Nevertheless, the models display systematic failures on tasks that rely on simple numeric salience (e.g., picking “1, 50, 100” in a 1‑100 number game) and on questions that require nuanced cultural archetypes. In these cases the LLMs’ choices are scattered, leading to lower NCI than humans. To mitigate such gaps, the authors propose three learning‑free interventions:

  1. Saliency Prompt – prepend a meta‑instruction such as “choose the answer that most people would consider obvious”.
  2. Answer Ordering Randomization – shuffle the list of options for each trial to eliminate positional bias.
  3. Temperature‑Zero + Self‑Consistency – generate multiple samples at deterministic decoding, then select the most frequent answer.

Applying these techniques reduces the average NCI gap to under 5 % relative to human performance, demonstrating that simple prompt engineering can substantially improve tacit coordination without any fine‑tuning.

The paper also discusses limitations. The salience function S is not directly observable inside the model; the analysis relies on external prompts as proxies. Cultural bias remains a concern: models trained predominantly on English‑centric data tend to favour Western salient cues, hurting performance on culturally diverse items. Moreover, the experiments focus on two‑player, one‑shot games, leaving open the question of how LLMs would coordinate in multi‑agent, multi‑round settings.

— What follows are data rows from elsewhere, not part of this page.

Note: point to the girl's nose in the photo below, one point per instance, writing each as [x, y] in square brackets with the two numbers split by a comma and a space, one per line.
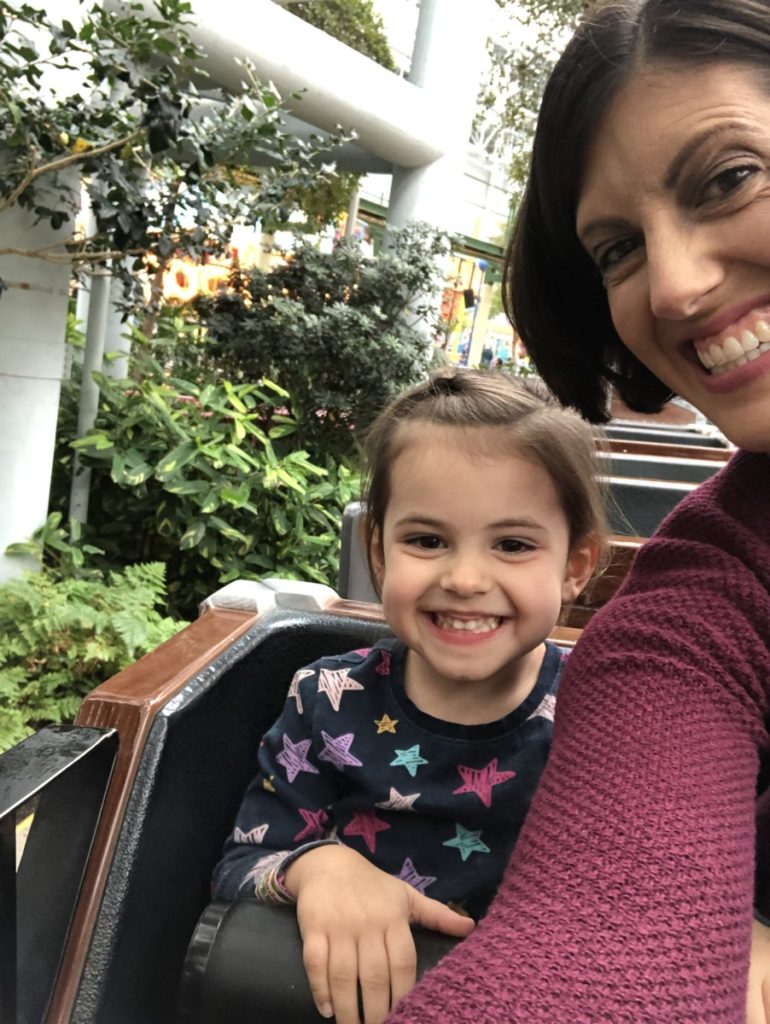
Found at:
[682, 270]
[465, 576]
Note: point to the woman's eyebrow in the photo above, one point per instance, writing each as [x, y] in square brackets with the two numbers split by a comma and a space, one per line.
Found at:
[601, 226]
[691, 146]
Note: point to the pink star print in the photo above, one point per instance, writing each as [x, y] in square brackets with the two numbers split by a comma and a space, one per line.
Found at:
[314, 821]
[480, 780]
[337, 750]
[334, 682]
[254, 836]
[294, 688]
[294, 758]
[420, 882]
[546, 709]
[398, 802]
[366, 824]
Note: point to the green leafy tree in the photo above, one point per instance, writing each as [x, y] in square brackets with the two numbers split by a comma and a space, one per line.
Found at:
[520, 60]
[61, 637]
[337, 331]
[356, 24]
[165, 170]
[202, 474]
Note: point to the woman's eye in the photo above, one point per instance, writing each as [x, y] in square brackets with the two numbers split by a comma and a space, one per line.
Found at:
[609, 256]
[428, 542]
[727, 181]
[510, 546]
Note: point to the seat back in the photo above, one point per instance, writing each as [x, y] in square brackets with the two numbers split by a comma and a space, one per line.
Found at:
[198, 759]
[637, 507]
[648, 467]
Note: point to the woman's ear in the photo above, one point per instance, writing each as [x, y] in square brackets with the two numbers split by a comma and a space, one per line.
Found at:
[581, 566]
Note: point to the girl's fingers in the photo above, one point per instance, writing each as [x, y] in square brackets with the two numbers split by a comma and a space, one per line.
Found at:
[402, 960]
[343, 980]
[375, 977]
[315, 958]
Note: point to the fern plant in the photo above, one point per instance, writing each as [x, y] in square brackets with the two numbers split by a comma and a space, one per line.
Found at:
[61, 637]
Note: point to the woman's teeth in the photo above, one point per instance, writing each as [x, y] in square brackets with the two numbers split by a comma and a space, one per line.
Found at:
[736, 350]
[467, 625]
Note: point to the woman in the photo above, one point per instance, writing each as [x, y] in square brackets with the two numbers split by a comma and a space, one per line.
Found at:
[642, 260]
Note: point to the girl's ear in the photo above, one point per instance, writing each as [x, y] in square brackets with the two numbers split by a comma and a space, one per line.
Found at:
[376, 555]
[581, 566]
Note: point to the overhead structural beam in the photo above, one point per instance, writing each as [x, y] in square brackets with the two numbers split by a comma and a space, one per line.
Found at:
[393, 119]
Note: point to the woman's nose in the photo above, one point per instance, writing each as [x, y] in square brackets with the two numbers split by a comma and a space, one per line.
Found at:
[682, 270]
[465, 574]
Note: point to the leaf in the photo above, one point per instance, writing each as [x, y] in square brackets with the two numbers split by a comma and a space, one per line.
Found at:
[193, 536]
[175, 459]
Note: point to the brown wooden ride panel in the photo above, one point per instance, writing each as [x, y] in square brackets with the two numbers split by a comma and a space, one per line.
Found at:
[619, 559]
[125, 948]
[664, 451]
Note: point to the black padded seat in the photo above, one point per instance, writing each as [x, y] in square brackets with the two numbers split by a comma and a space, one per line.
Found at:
[199, 757]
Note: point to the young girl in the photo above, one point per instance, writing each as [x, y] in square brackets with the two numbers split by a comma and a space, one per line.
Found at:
[393, 785]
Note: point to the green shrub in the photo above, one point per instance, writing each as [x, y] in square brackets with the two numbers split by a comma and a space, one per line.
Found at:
[204, 475]
[61, 637]
[341, 333]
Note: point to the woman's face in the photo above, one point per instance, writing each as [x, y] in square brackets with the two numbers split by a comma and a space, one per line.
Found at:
[675, 210]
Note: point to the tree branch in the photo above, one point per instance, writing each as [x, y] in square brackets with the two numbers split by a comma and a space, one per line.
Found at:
[58, 165]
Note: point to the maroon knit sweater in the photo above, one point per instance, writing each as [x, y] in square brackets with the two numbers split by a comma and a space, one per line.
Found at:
[629, 896]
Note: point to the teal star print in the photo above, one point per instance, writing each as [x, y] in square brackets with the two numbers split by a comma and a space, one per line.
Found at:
[409, 759]
[467, 842]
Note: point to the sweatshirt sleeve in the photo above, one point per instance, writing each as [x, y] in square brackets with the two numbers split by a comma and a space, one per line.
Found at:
[285, 809]
[629, 894]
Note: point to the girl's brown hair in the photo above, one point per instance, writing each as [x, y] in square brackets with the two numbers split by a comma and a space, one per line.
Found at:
[529, 422]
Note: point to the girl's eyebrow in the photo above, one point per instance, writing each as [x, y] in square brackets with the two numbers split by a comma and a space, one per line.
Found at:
[428, 521]
[419, 520]
[524, 521]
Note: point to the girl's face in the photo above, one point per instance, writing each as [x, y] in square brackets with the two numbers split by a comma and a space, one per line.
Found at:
[474, 564]
[675, 210]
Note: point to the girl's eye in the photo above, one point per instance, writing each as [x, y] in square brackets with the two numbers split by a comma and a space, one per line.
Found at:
[610, 255]
[510, 546]
[428, 542]
[727, 181]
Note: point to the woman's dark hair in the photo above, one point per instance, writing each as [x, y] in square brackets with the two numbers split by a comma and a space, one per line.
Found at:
[526, 421]
[553, 292]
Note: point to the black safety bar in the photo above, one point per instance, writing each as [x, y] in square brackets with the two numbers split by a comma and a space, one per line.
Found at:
[63, 772]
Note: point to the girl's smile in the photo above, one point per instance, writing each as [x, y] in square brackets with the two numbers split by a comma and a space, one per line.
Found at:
[474, 565]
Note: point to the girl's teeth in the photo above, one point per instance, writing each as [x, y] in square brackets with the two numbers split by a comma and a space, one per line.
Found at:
[732, 349]
[467, 625]
[762, 330]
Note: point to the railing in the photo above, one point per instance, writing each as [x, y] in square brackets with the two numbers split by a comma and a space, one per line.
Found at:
[65, 770]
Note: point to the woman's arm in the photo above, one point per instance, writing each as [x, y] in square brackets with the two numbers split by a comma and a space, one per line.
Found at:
[629, 894]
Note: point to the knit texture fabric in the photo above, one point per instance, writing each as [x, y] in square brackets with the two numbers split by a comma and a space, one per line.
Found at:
[629, 894]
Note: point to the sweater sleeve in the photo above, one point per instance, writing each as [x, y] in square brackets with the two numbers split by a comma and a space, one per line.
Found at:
[629, 894]
[285, 809]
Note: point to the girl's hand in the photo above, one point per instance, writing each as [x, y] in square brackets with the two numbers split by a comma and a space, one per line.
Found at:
[758, 1008]
[354, 920]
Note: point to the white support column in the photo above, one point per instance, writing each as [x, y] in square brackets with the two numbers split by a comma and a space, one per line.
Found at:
[33, 317]
[89, 390]
[446, 64]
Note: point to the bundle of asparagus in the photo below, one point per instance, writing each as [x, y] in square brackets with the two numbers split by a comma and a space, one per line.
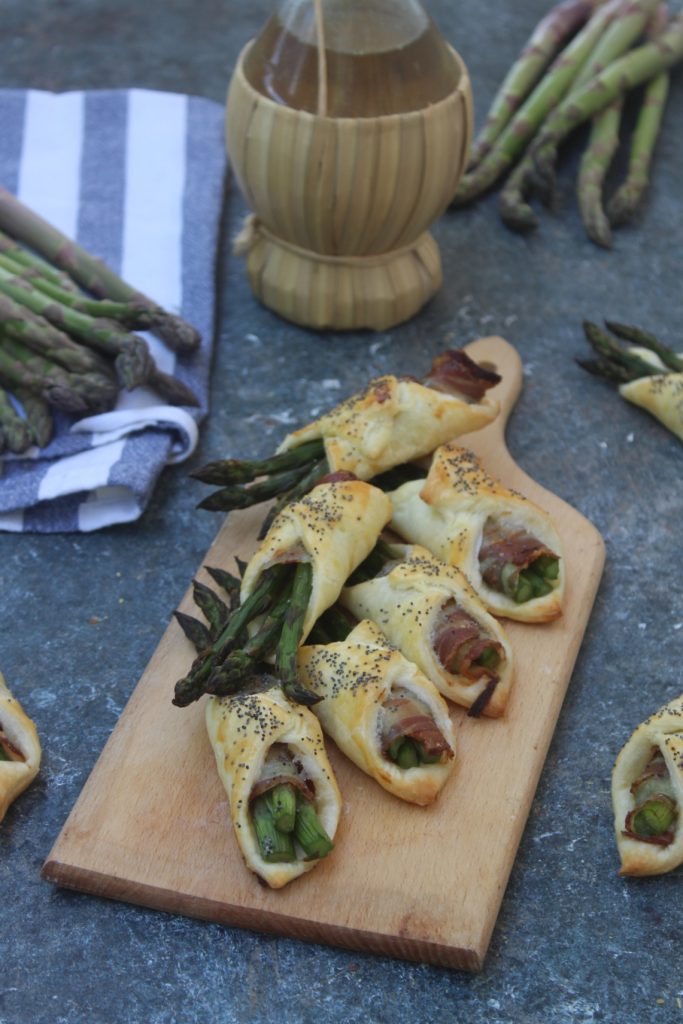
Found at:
[580, 64]
[66, 331]
[647, 372]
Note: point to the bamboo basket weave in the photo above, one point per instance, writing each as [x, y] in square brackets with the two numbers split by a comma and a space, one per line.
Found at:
[339, 236]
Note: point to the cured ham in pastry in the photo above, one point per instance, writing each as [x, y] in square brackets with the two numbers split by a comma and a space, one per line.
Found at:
[382, 712]
[19, 749]
[431, 613]
[507, 547]
[285, 802]
[395, 420]
[647, 795]
[334, 527]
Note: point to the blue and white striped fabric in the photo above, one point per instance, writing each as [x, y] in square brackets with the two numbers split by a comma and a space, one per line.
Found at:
[137, 178]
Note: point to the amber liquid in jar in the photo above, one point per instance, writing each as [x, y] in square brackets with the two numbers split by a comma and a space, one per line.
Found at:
[379, 73]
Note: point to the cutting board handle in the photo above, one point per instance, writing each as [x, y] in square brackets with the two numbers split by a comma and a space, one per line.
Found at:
[496, 353]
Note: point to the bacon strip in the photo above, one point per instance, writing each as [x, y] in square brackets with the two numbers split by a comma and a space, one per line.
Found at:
[460, 641]
[455, 373]
[404, 717]
[517, 548]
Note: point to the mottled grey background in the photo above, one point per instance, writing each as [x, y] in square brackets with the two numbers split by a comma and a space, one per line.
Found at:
[573, 942]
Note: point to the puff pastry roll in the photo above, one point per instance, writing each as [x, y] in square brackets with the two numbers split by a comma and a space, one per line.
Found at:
[662, 395]
[19, 749]
[382, 713]
[334, 527]
[285, 802]
[507, 547]
[395, 420]
[647, 794]
[432, 614]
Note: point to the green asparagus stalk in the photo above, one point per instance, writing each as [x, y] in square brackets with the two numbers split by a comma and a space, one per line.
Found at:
[309, 833]
[623, 75]
[28, 260]
[126, 313]
[646, 340]
[15, 430]
[92, 274]
[286, 657]
[70, 392]
[602, 145]
[38, 415]
[132, 359]
[629, 198]
[190, 687]
[537, 108]
[36, 333]
[628, 24]
[546, 40]
[616, 363]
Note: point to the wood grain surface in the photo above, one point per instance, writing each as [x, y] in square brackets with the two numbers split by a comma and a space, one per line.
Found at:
[152, 824]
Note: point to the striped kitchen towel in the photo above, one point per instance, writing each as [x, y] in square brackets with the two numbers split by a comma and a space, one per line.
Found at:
[136, 177]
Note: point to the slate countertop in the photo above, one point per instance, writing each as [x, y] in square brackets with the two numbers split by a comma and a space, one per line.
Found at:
[573, 942]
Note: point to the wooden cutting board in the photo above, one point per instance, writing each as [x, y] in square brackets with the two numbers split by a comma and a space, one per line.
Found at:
[152, 824]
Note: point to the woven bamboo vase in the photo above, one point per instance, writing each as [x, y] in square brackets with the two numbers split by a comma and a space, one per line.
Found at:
[341, 205]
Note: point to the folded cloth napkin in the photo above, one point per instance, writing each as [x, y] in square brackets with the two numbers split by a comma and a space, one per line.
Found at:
[137, 177]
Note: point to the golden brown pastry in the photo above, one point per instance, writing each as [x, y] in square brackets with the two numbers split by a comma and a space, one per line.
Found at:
[19, 749]
[431, 613]
[662, 395]
[507, 547]
[382, 712]
[334, 527]
[396, 420]
[647, 795]
[271, 760]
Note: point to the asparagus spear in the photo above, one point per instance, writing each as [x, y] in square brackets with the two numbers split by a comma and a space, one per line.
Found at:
[132, 359]
[38, 334]
[646, 340]
[629, 71]
[597, 158]
[31, 261]
[27, 226]
[286, 657]
[191, 686]
[548, 37]
[38, 416]
[625, 28]
[628, 199]
[15, 430]
[70, 392]
[543, 99]
[127, 313]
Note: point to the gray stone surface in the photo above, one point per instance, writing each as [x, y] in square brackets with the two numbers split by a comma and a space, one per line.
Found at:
[573, 942]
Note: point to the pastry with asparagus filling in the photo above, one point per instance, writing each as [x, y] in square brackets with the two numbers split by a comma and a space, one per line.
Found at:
[382, 712]
[507, 547]
[431, 613]
[647, 795]
[19, 749]
[394, 420]
[285, 802]
[297, 571]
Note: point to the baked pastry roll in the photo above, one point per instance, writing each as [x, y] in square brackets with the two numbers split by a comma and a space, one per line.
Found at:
[382, 712]
[19, 749]
[334, 527]
[507, 547]
[396, 420]
[647, 795]
[285, 802]
[432, 614]
[662, 395]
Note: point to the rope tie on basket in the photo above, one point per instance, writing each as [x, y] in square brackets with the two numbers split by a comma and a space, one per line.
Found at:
[322, 61]
[252, 230]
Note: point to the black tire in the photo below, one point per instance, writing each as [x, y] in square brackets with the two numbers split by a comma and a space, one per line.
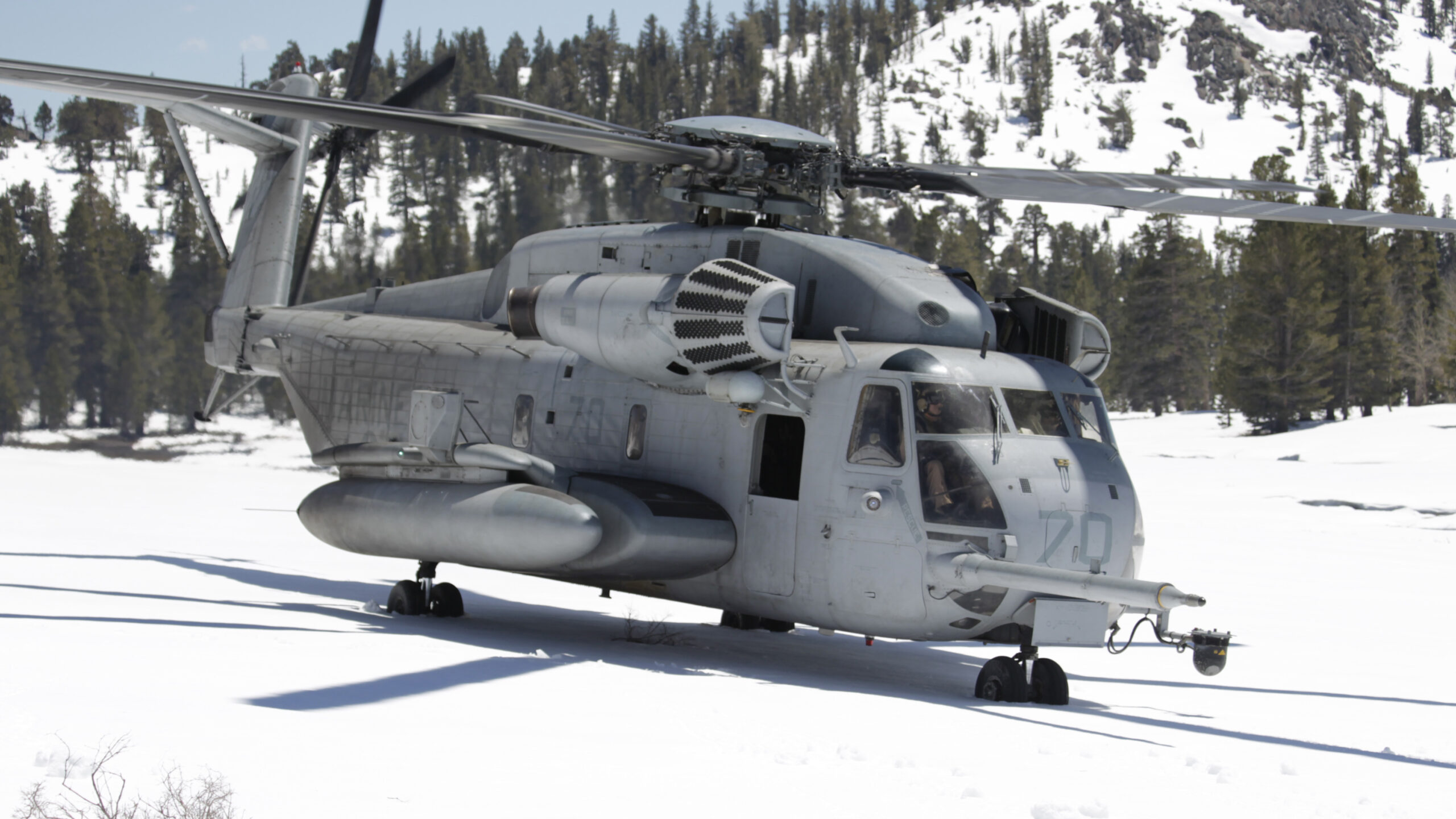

Future work is outlined along three axes: (i) extracting or learning an internal salience estimator from model activations, (ii) extending the framework to many‑agent and repeated‑interaction games, and (iii) designing meta‑learning or reinforcement‑learning schemes that explicitly optimise for focal‑point selection.

In sum, this study provides the first large‑scale, theory‑grounded assessment of LLMs’ ability to engage in tacit coordination. It shows that, despite being trained for language prediction, modern LLMs already possess a surprisingly human‑like capacity to converge on focal points, and that modest, learning‑free prompt strategies can bridge the remaining gaps. The work bridges game‑theoretic concepts with contemporary AI, opening a pathway for designing more socially aware, cooperative AI agents.